Une fois n'est pas coutume, je publie deux critiques afin de vous laisser observer l'évolution de mon « regard » sur le film, l'une rédigée en 2012 et la seconde en 2020.
Première critique (8/10) :
Cinquième film de Claude Lelouch et probablement son meilleur, « Un homme et une femme » étonne encore aujourd'hui. Avec un style évoquant la Nouvelle Vague dans ce qu'elle avait de meilleur, le réalisateur transforme un récit terriblement banal en poignante histoire d'amour, que ce soit par l'habileté de sa construction ou l'infinie subtilité de ses comédiens. L'œuvre évite en effet brillamment la répétition pour permettre aux deux héros de s'épanouir sur la durée, chaque phrase, chaque mot semblant avoir été réfléchi pour sonner le plus justement possible.
Non pas que Jean-Louis et Anne se disent des choses extraordinaires, mais on y croit, souvent émus par la tournure que chaque scène peut prendre, Lelouch prenant soin par ailleurs d'évoquer efficacement le passé de chacun pour expliquer leurs réactions. Ce n'est pourtant jamais lourd, le subtil jeu entre couleurs et noir et blanc, l'audace de nombreux plans et la musique aussi entraînante qu'impossible à oublier maintenant toujours l'oeuvre à un niveau élevé. Au final, c'est un film à la fois sophistiqué et très simple, qui en dit beaucoup sur l'amour dans ce qu'il a de plus beau, de plus pur, mais aussi sur ses aléas, ses maux... Une magnifique expérience doublée d'une jolie réflexion sur le cinéma : Jean-Louis et Anouk, un homme et une femme que nous ne sommes pas près d'oublier...
Seconde critique (7/10) :
Vu il y a huit ans, je gardais un souvenir ému de ce standard parmi les standards du cinéma français, dont le revisionnage s'est avéré un peu moins probant, tout en restant souvent touchant. On trouve déjà ce côté légèrement prétentieux de Claude Lelouch, persuadé du talent exceptionnel de son écriture et de sa mise en scène. Cela amène quelques scènes un peu longuettes, le récit manquant parfois de densité, l'utilisation intempestive de la musique à la moindre occasion mettant à mal l'intimité voulue par le réalisateur. Il n'est toutefois pas interdit d'être sensible à tous ces trémolos signés Pierre Barouh, certes assez neuneus mais toutefois bien jolis si l'on en accepte la teneur.
C'est le genre de films sur lequel à peu près tout a déjà été écrit, je ne vais donc pas vous apprendre qu'il s'agit aussi bien d'une histoire d'amour qu'une réflexion sur la difficulté de se reconstruire (surtout sentimentalement) après
la perte de l'être aimé.
Quelques belles scènes, des échanges parfois touchants (je pense à celui sur le « sérieux » du cinéma, mais pas seulement), une chouette évocation des courses automobiles de l'époque ou encore cette poignée de
« voix off » exprimant les pensées de
Jean-Louis Trintignant (excellent, auquel la douceur d'Anouk Aimée répond avec beaucoup de sensibilité) et sa « stratégie » de séduction étant de très jolis moments.
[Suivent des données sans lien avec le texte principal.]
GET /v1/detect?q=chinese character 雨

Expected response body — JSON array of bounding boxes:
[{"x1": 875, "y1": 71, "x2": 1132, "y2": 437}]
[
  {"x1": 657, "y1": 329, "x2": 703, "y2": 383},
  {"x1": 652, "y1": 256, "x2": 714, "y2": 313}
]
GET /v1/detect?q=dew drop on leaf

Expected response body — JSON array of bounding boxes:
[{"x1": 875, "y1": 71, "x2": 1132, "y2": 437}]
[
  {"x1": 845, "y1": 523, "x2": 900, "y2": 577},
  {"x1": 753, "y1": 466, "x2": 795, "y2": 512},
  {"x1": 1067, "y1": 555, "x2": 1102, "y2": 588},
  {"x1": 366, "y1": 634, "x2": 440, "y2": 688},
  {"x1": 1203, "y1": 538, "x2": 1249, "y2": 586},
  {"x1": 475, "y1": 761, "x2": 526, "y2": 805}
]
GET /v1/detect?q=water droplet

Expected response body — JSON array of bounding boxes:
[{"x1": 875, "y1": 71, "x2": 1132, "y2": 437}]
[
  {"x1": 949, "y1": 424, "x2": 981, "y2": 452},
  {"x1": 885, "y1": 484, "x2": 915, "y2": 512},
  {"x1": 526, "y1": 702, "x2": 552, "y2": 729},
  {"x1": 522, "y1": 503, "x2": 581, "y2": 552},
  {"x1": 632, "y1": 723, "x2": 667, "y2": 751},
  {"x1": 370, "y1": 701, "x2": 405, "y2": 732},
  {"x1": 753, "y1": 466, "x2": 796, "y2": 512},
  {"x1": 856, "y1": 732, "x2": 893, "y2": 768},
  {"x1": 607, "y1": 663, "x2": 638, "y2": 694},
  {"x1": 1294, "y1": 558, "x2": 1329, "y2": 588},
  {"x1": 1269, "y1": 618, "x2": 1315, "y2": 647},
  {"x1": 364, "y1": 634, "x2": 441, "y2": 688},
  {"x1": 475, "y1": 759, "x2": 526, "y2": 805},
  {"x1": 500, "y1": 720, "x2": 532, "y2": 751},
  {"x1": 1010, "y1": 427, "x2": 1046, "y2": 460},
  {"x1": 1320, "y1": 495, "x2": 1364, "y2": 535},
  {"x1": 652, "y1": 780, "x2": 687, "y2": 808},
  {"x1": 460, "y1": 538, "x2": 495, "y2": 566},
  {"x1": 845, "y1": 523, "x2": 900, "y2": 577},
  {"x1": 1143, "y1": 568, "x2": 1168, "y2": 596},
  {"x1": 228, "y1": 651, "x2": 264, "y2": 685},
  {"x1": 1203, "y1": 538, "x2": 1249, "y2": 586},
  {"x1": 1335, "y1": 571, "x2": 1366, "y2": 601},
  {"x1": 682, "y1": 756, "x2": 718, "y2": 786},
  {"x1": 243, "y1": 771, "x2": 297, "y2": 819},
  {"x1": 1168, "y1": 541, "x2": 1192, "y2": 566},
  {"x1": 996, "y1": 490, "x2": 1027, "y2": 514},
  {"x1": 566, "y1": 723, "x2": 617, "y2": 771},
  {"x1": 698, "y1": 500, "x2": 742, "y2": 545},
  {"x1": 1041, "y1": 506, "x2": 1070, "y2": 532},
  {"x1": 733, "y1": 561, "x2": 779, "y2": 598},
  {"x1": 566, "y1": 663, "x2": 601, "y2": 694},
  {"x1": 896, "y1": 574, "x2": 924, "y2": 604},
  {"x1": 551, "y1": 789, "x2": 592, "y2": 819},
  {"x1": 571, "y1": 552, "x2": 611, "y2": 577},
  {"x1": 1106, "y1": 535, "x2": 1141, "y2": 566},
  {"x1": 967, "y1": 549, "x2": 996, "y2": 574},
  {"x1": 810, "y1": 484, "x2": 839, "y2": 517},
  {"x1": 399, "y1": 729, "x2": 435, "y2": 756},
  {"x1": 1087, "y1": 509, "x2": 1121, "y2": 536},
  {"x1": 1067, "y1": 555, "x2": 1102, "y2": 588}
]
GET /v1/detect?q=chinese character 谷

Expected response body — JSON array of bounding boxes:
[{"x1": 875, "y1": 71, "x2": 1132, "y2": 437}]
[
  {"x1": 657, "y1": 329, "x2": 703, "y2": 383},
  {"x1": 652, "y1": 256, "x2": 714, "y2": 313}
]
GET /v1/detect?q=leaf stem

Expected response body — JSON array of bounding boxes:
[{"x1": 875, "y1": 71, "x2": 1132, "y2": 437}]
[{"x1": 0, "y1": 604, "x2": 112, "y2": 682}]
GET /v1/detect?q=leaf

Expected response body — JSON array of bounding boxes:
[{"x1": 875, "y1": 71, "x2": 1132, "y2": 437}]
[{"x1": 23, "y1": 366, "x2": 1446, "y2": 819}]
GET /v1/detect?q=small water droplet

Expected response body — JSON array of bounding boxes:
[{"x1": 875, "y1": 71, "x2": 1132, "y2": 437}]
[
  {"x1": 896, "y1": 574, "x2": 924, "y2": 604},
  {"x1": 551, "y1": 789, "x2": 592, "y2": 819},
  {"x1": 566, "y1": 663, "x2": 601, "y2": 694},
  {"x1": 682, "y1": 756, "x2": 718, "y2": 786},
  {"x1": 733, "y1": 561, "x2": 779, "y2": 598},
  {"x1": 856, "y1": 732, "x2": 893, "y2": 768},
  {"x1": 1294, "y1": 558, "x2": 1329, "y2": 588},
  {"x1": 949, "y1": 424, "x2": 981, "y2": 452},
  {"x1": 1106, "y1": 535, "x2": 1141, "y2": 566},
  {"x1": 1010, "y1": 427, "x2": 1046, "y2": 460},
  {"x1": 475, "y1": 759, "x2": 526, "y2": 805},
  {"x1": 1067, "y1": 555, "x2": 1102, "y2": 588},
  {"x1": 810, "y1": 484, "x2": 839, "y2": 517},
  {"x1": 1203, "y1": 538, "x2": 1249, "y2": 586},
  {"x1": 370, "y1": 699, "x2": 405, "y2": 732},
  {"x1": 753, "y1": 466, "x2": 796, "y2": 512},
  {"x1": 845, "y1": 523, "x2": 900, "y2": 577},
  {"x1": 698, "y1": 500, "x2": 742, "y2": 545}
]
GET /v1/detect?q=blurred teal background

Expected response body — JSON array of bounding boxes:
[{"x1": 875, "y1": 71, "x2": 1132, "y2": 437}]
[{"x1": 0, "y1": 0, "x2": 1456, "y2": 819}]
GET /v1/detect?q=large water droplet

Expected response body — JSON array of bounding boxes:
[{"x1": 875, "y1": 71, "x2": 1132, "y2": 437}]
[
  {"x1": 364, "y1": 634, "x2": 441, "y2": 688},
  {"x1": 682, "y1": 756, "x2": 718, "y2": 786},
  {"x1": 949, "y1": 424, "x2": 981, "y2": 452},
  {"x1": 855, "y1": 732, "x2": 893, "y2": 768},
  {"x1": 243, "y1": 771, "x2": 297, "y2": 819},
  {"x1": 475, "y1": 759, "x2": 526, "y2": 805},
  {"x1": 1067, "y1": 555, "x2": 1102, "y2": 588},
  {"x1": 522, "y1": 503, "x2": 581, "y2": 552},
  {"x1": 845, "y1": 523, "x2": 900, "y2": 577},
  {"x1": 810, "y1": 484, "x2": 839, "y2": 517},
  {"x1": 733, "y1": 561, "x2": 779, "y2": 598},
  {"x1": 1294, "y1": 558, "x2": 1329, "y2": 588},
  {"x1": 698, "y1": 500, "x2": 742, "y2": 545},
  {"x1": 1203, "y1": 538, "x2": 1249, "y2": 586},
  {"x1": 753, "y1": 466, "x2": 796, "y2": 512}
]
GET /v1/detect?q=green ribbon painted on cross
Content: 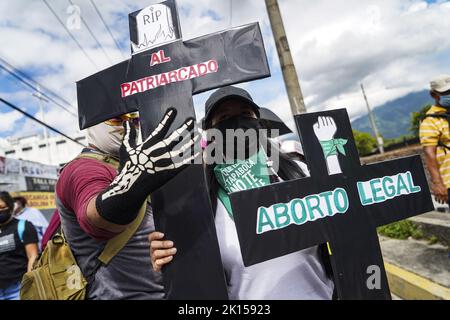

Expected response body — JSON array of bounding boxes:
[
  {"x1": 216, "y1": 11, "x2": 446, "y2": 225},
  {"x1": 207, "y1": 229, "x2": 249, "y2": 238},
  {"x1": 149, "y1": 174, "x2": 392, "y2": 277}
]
[{"x1": 320, "y1": 139, "x2": 348, "y2": 158}]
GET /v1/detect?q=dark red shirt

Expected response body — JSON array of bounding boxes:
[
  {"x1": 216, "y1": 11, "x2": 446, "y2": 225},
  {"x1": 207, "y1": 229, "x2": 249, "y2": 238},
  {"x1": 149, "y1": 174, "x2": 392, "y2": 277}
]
[{"x1": 56, "y1": 159, "x2": 117, "y2": 241}]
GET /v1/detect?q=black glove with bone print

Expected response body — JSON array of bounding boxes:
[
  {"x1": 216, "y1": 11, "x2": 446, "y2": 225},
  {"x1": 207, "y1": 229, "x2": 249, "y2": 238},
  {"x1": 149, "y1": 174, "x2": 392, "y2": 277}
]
[{"x1": 96, "y1": 108, "x2": 198, "y2": 225}]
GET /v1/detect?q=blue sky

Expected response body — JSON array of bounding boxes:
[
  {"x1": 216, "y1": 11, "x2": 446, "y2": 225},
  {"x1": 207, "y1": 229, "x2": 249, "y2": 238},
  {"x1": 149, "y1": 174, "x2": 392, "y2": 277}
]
[{"x1": 0, "y1": 0, "x2": 450, "y2": 148}]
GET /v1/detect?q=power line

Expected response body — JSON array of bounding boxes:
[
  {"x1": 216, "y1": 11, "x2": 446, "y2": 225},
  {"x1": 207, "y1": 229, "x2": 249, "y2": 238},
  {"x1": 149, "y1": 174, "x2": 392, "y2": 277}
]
[
  {"x1": 0, "y1": 60, "x2": 78, "y2": 117},
  {"x1": 0, "y1": 57, "x2": 75, "y2": 109},
  {"x1": 0, "y1": 97, "x2": 86, "y2": 147},
  {"x1": 42, "y1": 0, "x2": 99, "y2": 70},
  {"x1": 90, "y1": 0, "x2": 126, "y2": 59},
  {"x1": 68, "y1": 0, "x2": 113, "y2": 64}
]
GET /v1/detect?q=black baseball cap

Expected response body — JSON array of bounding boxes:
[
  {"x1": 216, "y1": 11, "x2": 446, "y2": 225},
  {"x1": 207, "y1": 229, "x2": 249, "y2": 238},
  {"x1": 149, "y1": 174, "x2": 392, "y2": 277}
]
[{"x1": 203, "y1": 86, "x2": 259, "y2": 125}]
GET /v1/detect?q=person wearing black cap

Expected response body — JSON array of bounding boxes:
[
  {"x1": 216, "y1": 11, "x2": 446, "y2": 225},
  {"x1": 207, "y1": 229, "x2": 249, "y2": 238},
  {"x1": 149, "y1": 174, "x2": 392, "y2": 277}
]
[{"x1": 150, "y1": 86, "x2": 334, "y2": 300}]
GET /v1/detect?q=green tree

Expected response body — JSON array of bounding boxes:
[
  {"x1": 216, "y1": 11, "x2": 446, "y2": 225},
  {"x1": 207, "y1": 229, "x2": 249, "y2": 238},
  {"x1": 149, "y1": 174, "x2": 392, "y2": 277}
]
[
  {"x1": 409, "y1": 104, "x2": 431, "y2": 137},
  {"x1": 353, "y1": 130, "x2": 377, "y2": 156}
]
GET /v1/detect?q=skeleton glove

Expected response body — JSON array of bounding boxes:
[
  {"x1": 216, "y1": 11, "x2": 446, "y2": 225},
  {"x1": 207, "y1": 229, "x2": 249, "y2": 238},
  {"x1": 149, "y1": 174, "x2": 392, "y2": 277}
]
[{"x1": 96, "y1": 109, "x2": 198, "y2": 225}]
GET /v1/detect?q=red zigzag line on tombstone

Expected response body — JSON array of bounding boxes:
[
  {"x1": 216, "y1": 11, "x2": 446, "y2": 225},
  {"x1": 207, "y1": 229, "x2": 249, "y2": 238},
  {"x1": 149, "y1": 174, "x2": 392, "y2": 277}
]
[{"x1": 120, "y1": 60, "x2": 219, "y2": 98}]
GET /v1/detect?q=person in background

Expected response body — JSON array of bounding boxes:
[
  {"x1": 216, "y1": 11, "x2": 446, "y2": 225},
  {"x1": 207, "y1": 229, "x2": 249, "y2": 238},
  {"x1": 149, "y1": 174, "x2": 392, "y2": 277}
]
[
  {"x1": 14, "y1": 197, "x2": 48, "y2": 250},
  {"x1": 0, "y1": 192, "x2": 38, "y2": 300},
  {"x1": 419, "y1": 75, "x2": 450, "y2": 203}
]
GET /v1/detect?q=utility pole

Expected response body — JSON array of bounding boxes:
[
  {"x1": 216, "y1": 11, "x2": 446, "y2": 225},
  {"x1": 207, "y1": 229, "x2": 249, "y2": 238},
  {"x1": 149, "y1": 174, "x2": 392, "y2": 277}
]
[
  {"x1": 33, "y1": 85, "x2": 52, "y2": 164},
  {"x1": 361, "y1": 83, "x2": 384, "y2": 153},
  {"x1": 265, "y1": 0, "x2": 306, "y2": 115}
]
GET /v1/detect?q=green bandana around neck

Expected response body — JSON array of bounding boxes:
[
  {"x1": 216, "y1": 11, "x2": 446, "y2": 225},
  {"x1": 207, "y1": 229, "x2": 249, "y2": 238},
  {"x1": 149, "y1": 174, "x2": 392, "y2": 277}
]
[{"x1": 214, "y1": 148, "x2": 270, "y2": 219}]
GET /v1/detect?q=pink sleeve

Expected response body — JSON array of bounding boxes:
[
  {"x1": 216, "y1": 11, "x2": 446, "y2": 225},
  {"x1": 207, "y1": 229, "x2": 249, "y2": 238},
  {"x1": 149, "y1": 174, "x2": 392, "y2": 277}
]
[{"x1": 56, "y1": 159, "x2": 117, "y2": 241}]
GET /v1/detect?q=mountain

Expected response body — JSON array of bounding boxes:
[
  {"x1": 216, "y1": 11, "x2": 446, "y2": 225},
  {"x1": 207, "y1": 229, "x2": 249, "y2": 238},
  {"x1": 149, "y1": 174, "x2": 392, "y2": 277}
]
[{"x1": 352, "y1": 90, "x2": 434, "y2": 139}]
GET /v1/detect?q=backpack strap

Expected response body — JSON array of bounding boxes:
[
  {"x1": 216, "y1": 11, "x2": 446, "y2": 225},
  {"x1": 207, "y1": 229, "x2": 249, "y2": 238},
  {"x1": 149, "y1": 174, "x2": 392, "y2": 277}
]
[
  {"x1": 97, "y1": 201, "x2": 147, "y2": 265},
  {"x1": 17, "y1": 220, "x2": 27, "y2": 243}
]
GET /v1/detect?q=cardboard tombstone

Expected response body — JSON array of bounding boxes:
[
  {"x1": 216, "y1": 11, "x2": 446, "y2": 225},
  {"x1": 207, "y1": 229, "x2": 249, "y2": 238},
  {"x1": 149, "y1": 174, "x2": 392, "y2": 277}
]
[
  {"x1": 230, "y1": 109, "x2": 433, "y2": 299},
  {"x1": 77, "y1": 0, "x2": 270, "y2": 299}
]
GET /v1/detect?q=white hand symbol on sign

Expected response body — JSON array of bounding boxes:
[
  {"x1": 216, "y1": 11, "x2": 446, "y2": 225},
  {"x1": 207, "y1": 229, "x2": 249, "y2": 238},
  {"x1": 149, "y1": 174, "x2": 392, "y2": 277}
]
[{"x1": 313, "y1": 117, "x2": 342, "y2": 175}]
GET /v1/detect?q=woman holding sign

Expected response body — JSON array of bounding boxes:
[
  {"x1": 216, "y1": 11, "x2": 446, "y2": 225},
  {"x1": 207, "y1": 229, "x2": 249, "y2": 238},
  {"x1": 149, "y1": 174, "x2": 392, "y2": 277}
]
[{"x1": 150, "y1": 86, "x2": 334, "y2": 300}]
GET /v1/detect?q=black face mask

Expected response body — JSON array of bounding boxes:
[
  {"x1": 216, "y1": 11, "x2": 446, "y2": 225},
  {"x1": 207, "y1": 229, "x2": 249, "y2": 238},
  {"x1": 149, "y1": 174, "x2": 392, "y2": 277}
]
[
  {"x1": 0, "y1": 210, "x2": 11, "y2": 224},
  {"x1": 214, "y1": 115, "x2": 263, "y2": 160}
]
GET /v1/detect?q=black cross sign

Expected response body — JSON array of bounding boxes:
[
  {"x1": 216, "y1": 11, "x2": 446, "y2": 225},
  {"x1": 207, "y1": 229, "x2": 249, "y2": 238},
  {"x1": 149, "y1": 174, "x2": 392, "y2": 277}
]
[
  {"x1": 230, "y1": 109, "x2": 433, "y2": 299},
  {"x1": 77, "y1": 0, "x2": 270, "y2": 299}
]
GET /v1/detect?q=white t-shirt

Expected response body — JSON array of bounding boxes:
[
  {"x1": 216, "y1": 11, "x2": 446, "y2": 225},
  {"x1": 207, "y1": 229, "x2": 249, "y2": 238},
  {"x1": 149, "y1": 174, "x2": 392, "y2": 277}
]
[
  {"x1": 16, "y1": 207, "x2": 48, "y2": 250},
  {"x1": 215, "y1": 199, "x2": 334, "y2": 300}
]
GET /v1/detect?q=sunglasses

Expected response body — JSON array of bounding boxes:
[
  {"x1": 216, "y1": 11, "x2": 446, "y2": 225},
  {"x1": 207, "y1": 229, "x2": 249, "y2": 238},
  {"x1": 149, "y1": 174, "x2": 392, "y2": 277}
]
[{"x1": 105, "y1": 112, "x2": 140, "y2": 127}]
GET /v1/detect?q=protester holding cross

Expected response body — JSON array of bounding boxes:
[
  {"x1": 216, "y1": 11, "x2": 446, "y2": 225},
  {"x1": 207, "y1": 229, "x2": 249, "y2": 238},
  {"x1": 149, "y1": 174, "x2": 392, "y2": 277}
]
[
  {"x1": 150, "y1": 86, "x2": 333, "y2": 300},
  {"x1": 51, "y1": 109, "x2": 194, "y2": 300}
]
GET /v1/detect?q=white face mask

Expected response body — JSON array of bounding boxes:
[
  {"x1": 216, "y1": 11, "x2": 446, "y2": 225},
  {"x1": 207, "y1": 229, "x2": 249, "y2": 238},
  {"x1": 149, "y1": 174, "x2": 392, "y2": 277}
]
[{"x1": 87, "y1": 122, "x2": 140, "y2": 158}]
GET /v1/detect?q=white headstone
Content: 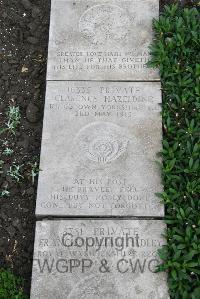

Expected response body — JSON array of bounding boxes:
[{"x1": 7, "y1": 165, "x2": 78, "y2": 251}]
[
  {"x1": 47, "y1": 0, "x2": 159, "y2": 81},
  {"x1": 36, "y1": 81, "x2": 164, "y2": 216}
]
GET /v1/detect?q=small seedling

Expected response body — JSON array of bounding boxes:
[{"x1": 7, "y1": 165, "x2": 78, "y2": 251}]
[
  {"x1": 0, "y1": 188, "x2": 10, "y2": 197},
  {"x1": 6, "y1": 106, "x2": 21, "y2": 135},
  {"x1": 0, "y1": 160, "x2": 4, "y2": 173},
  {"x1": 0, "y1": 269, "x2": 28, "y2": 299},
  {"x1": 7, "y1": 164, "x2": 24, "y2": 183},
  {"x1": 3, "y1": 147, "x2": 14, "y2": 156},
  {"x1": 29, "y1": 162, "x2": 40, "y2": 184}
]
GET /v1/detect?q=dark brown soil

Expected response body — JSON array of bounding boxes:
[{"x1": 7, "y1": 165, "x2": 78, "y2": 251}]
[
  {"x1": 0, "y1": 0, "x2": 198, "y2": 294},
  {"x1": 0, "y1": 0, "x2": 50, "y2": 292}
]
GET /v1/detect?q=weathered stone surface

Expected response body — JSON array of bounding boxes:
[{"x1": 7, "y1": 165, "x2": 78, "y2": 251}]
[
  {"x1": 31, "y1": 219, "x2": 169, "y2": 299},
  {"x1": 47, "y1": 0, "x2": 159, "y2": 81},
  {"x1": 36, "y1": 81, "x2": 164, "y2": 216}
]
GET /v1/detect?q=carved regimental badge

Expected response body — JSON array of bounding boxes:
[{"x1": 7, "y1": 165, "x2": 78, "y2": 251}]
[{"x1": 79, "y1": 4, "x2": 131, "y2": 44}]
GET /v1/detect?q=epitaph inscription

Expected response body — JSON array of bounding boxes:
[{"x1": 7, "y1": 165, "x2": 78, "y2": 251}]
[
  {"x1": 36, "y1": 81, "x2": 164, "y2": 216},
  {"x1": 47, "y1": 0, "x2": 159, "y2": 81},
  {"x1": 31, "y1": 219, "x2": 169, "y2": 299}
]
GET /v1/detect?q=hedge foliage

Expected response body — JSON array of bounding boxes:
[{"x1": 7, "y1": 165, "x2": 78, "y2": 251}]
[
  {"x1": 0, "y1": 269, "x2": 28, "y2": 299},
  {"x1": 150, "y1": 5, "x2": 200, "y2": 299}
]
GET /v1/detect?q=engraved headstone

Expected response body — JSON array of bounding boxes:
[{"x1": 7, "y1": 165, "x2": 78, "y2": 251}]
[
  {"x1": 30, "y1": 220, "x2": 169, "y2": 299},
  {"x1": 47, "y1": 0, "x2": 159, "y2": 81},
  {"x1": 36, "y1": 81, "x2": 164, "y2": 216}
]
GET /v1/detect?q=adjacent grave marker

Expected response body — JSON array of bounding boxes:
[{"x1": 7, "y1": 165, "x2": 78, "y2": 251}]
[
  {"x1": 31, "y1": 220, "x2": 169, "y2": 299},
  {"x1": 36, "y1": 81, "x2": 164, "y2": 216},
  {"x1": 47, "y1": 0, "x2": 159, "y2": 81}
]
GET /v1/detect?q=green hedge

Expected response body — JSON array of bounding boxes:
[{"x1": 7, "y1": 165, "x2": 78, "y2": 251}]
[
  {"x1": 150, "y1": 5, "x2": 200, "y2": 299},
  {"x1": 0, "y1": 269, "x2": 28, "y2": 299}
]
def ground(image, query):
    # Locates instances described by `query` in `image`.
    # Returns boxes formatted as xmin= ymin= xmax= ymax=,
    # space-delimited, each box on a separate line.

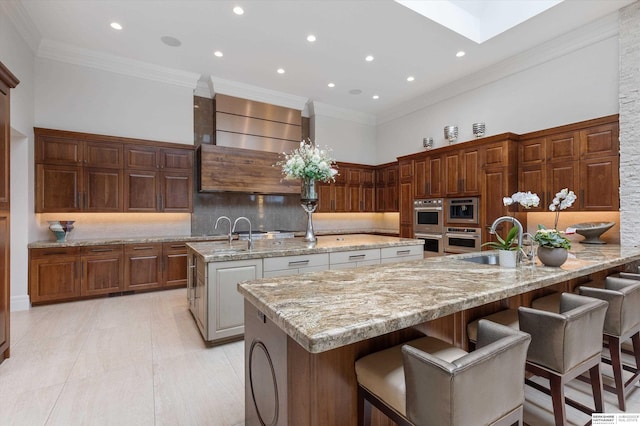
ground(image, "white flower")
xmin=274 ymin=140 xmax=338 ymax=182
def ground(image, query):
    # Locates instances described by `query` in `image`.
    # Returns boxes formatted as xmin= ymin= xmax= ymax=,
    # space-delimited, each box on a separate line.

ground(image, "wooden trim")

Enfin, à défaut de leur trouver une réelle « logique », cette alternance d'images
couleur - noir et blanc - sépia
donne à l'œuvre une dimension intemporelle, la narration légèrement déconstruite permettant une balade souvent délicate. Le charme d'une époque, que certains trouveront désuet, mais à l'image de cette ultime scène mythique sur le quai de gare, il y a un vent d'éternité soufflant sur cette œuvre justifiant, en partie, son statut si particulier pour les amateurs de septième art.